In [None]:
import matplotlib as mpl #画图用的库
import matplotlib.pyplot as plt
#下面这一句是为了可以在notebook中画图
%matplotlib inline
import numpy as np
import sklearn   #机器学习算法库
import pandas as pd #处理数据的库   
import os
import sys
import time
import tensorflow as tf
 
from tensorflow import keras   #使用tensorflow中的keras
#import keras #单纯的使用keras
 
print(tf.__version__)
print(sys.version_info)
for module in mpl, np, sklearn, pd, tf, keras:
    print(module.__name__, module.__version__)

In [None]:
#tfrecord 为tensorflow自己创建的一种文件格式
#TFRecord内部使用了“Protocol Buffer”二进制数据编码方案，它只占用一个内存块，只需要一次性加载一个二进制文件的方式即可，简单，快速，
#尤其对大型训练数据很友好。而且当我们的训练数据量比较大的时候，可以将数据分成多个TFRecord文件，来提高处理效率

#tfrecord里面存储的都是 tf.train.Example, Example可以是一个样本也可以是一组样本
#每个Example里面都是一个个的feature(tf.train.Features),Features里面可以看做是dicts {”key":tf.train.Feature}
#对于每一个不同的Feature都有不同的格式，包括tf.train.ByteList/FloatList/Int64List

#得到一个UTF-8的字符串列表
favorite_books = [name.encode("UTF-8") for name in ["machine learning", "cc150"]]

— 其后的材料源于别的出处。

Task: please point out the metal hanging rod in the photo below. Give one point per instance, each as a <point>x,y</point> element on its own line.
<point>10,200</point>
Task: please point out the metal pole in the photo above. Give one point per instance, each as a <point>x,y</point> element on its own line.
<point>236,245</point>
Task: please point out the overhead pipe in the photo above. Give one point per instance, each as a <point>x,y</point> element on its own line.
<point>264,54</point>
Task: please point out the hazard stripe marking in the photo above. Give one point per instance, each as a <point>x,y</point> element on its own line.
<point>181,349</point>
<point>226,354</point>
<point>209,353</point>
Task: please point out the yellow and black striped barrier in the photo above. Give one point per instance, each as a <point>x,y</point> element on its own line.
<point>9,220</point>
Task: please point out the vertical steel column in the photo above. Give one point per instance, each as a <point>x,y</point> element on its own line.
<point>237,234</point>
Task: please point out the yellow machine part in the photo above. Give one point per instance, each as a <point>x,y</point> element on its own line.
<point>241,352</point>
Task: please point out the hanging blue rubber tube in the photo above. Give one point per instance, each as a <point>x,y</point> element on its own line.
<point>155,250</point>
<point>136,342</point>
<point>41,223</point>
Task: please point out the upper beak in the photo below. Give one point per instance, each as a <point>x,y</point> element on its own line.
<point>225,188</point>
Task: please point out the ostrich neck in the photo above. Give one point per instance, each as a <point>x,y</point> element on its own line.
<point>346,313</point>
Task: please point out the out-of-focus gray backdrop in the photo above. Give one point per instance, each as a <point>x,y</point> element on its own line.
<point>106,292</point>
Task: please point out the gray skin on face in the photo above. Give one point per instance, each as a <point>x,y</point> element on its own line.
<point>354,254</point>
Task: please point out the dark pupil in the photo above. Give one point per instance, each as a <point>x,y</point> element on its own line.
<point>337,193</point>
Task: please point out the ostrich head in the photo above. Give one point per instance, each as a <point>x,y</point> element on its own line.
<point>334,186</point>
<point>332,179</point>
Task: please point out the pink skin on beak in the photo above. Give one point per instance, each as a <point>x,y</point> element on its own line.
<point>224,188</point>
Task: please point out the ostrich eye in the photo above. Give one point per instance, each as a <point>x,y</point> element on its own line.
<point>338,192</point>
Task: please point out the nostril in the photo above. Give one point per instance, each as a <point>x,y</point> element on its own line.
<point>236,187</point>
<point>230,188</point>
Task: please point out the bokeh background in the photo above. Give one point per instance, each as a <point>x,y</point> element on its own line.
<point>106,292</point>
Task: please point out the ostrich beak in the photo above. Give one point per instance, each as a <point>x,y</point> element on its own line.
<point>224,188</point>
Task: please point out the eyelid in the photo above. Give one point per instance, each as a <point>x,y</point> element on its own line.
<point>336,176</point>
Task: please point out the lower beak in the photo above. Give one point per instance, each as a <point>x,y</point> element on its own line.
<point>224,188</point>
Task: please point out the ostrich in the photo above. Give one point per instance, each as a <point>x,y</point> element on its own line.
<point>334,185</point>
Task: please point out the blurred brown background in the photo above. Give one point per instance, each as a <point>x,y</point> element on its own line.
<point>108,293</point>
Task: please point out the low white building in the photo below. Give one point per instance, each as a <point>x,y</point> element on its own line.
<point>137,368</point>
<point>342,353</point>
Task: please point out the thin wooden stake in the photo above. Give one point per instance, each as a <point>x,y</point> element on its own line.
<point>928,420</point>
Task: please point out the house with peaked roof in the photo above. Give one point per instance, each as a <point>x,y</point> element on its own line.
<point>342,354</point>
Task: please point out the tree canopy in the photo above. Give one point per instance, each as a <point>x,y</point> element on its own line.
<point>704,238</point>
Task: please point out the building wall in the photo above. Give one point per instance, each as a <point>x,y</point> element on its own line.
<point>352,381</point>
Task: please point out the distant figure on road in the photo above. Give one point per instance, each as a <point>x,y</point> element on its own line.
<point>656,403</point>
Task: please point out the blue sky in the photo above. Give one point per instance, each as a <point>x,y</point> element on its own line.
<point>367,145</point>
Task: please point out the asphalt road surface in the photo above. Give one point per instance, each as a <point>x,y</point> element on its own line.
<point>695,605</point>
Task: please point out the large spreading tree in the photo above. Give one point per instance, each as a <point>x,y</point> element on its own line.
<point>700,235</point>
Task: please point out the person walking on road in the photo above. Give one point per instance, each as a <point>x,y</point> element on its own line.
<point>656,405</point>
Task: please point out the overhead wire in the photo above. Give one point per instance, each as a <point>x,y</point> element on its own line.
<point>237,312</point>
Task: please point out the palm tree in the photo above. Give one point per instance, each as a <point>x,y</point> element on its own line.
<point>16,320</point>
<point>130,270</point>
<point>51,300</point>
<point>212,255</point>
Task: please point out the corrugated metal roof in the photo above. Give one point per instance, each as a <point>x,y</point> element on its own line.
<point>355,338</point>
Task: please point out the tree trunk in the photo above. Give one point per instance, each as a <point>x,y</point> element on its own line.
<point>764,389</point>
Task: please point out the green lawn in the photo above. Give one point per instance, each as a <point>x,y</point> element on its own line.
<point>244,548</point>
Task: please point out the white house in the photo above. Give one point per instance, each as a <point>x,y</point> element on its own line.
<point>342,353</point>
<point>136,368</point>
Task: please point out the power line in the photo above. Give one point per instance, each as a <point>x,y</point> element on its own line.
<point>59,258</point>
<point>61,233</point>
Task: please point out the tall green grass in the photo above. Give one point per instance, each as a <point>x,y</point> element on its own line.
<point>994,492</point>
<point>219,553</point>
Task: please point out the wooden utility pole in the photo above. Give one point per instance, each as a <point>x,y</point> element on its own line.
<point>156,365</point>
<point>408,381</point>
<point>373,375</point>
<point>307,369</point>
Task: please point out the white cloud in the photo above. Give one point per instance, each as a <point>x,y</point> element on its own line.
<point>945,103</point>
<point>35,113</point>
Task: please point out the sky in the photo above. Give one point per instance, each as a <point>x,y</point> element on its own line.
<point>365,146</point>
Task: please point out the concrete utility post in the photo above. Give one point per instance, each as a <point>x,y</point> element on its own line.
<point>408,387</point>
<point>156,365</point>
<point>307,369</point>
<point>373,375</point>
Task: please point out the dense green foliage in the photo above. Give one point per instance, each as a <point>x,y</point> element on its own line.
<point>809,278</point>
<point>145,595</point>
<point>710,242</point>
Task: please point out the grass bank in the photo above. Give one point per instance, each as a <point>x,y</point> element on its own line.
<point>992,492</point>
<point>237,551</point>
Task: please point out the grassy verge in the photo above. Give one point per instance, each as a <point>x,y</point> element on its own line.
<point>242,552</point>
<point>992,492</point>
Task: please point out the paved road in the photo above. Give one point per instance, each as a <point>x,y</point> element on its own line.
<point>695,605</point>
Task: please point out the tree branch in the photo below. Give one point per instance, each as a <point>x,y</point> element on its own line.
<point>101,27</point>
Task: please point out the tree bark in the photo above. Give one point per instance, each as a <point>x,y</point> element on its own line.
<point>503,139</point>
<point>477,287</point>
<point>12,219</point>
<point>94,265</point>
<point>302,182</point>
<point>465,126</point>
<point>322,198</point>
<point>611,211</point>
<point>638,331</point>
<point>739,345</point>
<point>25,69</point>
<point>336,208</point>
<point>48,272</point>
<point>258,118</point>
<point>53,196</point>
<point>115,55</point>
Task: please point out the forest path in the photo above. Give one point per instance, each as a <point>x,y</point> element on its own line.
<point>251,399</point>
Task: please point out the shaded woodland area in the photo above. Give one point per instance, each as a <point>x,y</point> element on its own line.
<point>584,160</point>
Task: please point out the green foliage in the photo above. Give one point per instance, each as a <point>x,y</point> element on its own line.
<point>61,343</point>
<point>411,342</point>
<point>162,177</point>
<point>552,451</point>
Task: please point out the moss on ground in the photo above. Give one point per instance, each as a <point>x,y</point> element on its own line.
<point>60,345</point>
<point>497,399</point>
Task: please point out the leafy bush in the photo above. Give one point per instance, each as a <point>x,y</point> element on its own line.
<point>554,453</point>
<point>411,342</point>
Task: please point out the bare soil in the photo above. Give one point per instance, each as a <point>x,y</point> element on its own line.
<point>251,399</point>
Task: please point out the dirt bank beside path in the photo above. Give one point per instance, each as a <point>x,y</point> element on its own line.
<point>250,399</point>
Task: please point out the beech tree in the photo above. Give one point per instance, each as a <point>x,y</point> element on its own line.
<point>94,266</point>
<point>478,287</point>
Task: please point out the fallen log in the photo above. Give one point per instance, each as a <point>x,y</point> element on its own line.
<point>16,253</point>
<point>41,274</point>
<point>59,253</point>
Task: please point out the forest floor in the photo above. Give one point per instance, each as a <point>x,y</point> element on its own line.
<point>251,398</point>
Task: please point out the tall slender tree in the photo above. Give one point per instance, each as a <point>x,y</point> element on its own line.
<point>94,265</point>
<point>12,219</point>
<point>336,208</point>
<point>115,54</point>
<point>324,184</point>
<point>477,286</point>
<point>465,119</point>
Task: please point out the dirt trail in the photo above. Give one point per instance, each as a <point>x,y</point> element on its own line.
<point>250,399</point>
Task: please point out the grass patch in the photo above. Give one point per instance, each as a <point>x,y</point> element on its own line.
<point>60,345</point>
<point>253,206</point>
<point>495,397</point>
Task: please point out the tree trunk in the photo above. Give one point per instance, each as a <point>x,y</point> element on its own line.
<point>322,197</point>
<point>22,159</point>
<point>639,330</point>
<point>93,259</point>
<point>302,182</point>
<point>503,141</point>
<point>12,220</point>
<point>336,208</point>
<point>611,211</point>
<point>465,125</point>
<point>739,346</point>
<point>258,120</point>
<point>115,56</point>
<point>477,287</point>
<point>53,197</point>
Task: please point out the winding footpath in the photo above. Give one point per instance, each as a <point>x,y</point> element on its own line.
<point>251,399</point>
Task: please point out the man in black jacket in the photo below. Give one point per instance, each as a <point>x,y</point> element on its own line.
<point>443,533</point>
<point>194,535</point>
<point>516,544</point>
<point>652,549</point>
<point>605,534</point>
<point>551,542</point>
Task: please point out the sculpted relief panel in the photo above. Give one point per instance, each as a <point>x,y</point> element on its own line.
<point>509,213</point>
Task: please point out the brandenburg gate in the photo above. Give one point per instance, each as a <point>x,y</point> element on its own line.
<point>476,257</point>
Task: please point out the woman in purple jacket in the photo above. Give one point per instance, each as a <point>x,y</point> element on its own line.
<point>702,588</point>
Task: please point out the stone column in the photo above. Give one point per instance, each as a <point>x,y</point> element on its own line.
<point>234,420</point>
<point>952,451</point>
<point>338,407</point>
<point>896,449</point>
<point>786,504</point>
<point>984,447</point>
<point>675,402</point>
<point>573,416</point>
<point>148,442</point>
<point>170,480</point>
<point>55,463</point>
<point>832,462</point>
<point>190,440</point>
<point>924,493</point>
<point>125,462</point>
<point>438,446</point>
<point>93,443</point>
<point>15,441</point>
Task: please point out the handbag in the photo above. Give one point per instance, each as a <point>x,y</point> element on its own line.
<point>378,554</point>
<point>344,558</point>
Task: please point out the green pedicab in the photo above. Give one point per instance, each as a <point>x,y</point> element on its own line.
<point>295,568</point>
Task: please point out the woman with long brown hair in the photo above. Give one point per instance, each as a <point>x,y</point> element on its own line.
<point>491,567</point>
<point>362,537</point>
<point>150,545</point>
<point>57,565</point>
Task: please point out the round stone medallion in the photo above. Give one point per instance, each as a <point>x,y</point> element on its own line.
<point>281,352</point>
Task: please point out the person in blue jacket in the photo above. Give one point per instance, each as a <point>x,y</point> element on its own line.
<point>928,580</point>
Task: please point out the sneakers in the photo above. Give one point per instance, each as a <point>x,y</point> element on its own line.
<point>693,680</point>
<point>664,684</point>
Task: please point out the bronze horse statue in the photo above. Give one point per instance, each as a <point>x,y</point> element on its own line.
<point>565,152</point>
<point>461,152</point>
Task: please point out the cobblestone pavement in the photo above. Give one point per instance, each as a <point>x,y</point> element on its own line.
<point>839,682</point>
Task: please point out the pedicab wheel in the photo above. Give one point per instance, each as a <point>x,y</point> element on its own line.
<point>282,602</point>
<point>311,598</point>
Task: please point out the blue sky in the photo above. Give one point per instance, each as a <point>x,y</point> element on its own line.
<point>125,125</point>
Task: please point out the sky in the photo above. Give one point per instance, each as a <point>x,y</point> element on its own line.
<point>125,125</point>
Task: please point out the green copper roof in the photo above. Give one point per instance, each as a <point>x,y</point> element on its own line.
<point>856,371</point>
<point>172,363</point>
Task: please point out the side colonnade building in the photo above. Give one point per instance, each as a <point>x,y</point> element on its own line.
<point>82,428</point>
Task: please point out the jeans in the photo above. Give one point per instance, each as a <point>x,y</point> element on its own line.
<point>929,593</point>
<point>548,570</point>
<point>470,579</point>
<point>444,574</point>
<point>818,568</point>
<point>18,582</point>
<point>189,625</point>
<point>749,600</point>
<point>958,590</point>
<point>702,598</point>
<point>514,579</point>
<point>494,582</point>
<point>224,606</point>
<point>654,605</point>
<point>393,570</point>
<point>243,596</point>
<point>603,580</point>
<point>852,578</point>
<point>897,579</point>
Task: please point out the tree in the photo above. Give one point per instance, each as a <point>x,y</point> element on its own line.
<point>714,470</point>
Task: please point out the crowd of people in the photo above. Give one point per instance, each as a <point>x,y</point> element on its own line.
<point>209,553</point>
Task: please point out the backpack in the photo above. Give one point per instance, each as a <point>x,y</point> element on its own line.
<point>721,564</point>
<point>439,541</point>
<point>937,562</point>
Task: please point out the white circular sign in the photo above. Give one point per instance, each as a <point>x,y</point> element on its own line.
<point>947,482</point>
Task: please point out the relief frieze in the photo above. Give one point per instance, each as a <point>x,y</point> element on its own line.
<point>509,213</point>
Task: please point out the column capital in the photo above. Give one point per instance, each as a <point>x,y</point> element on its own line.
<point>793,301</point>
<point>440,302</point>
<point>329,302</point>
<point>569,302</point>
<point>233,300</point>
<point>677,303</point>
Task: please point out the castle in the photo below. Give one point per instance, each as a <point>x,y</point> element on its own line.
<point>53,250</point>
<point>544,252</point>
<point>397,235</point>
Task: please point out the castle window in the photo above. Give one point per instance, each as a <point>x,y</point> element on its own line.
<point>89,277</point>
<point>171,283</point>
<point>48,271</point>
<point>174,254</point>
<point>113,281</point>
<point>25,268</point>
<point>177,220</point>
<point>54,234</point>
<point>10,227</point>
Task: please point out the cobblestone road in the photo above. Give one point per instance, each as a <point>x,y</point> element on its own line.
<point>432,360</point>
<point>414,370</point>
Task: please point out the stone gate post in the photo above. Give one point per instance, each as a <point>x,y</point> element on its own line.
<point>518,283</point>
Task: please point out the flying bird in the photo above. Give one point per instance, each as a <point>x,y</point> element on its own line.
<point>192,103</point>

favorite_books_bytelist = tf.train.BytesList(value = favorite_books)
print(favorite_books_bytelist)

hours_floatList = tf.train.FloatList(value = [15.5, 9.5, 7.0, 8.0])
print(hours_floatList)

age_int64list = tf.train.Int64List(value=[27])
print(age_int64list)

#定义的features有三个特征，分别为 "favorite_books" "hours" "age"
features = tf.train.Features(
    feature = {
        "favorite_books" : tf.train.Feature(bytes_list = favorite_books_bytelist),
        "hours"          : tf.train.Feature(float_list = hours_floatList),
        "age"            : tf.train.Feature(int64_list = age_int64list)
    }
)

print(features)

In [None]:
example = tf.train.Example(features=features)
print(example)

#把example进行序列化压缩，以减小tfrecord文件的大小
serialized_example = example.SerializeToString()
print(serialized_example)

In [None]:
#把example存到tfrecord文件中，生成一个具体的tfrecord文件

import shutil
output_dir = "tfrecord_basic"
if os.path.exists(output_dir):
    shutil.rmtree(output_dir)
os.mkdir(output_dir)

filename = "test.tfrecords"
filename_fullpath = os.path.join(output_dir, filename)
with tf.io.TFRecordWriter(filename_fullpath) as writer:
    for i in range(3):#往这个tfrecord文件中写三遍上面的序列化字符串
        writer.write(serialized_example)
#然后我们进入tfrecord_basic文件夹下可以看到 test.tfrecords 文件

#tf.data读取tfrecord文件
dataset = tf.data.TFRecordDataset([filename_fullpath])
for serialized_example_tensor in dataset:
    print(serialized_example_tensor)

In [None]:
#将序列化的字符串解析还原成example

#定义三个特征的具体类型
expected_features = {
    "favorite_books": tf.io.VarLenFeature(dtype=tf.string),
    "hours": tf.io.VarLenFeature(dtype=tf.float32),
    "age": tf.io.FixedLenFeature([], dtype=tf.int64)
}

#tf.data读取tfrecord文件
dataset = tf.data.TFRecordDataset([filename_fullpath])
for serialized_example_tensor in dataset:
    example = tf.io.parse_single_example(serialized_example_tensor, expected_features)
    print(example) #"favorite_books" 和 "hours" 都是 sparse_tensor

    books = tf.sparse.to_dense(example["favorite_books"], default_value=b"")
    for book in books:
        print(book.numpy().decode("UTF-8"))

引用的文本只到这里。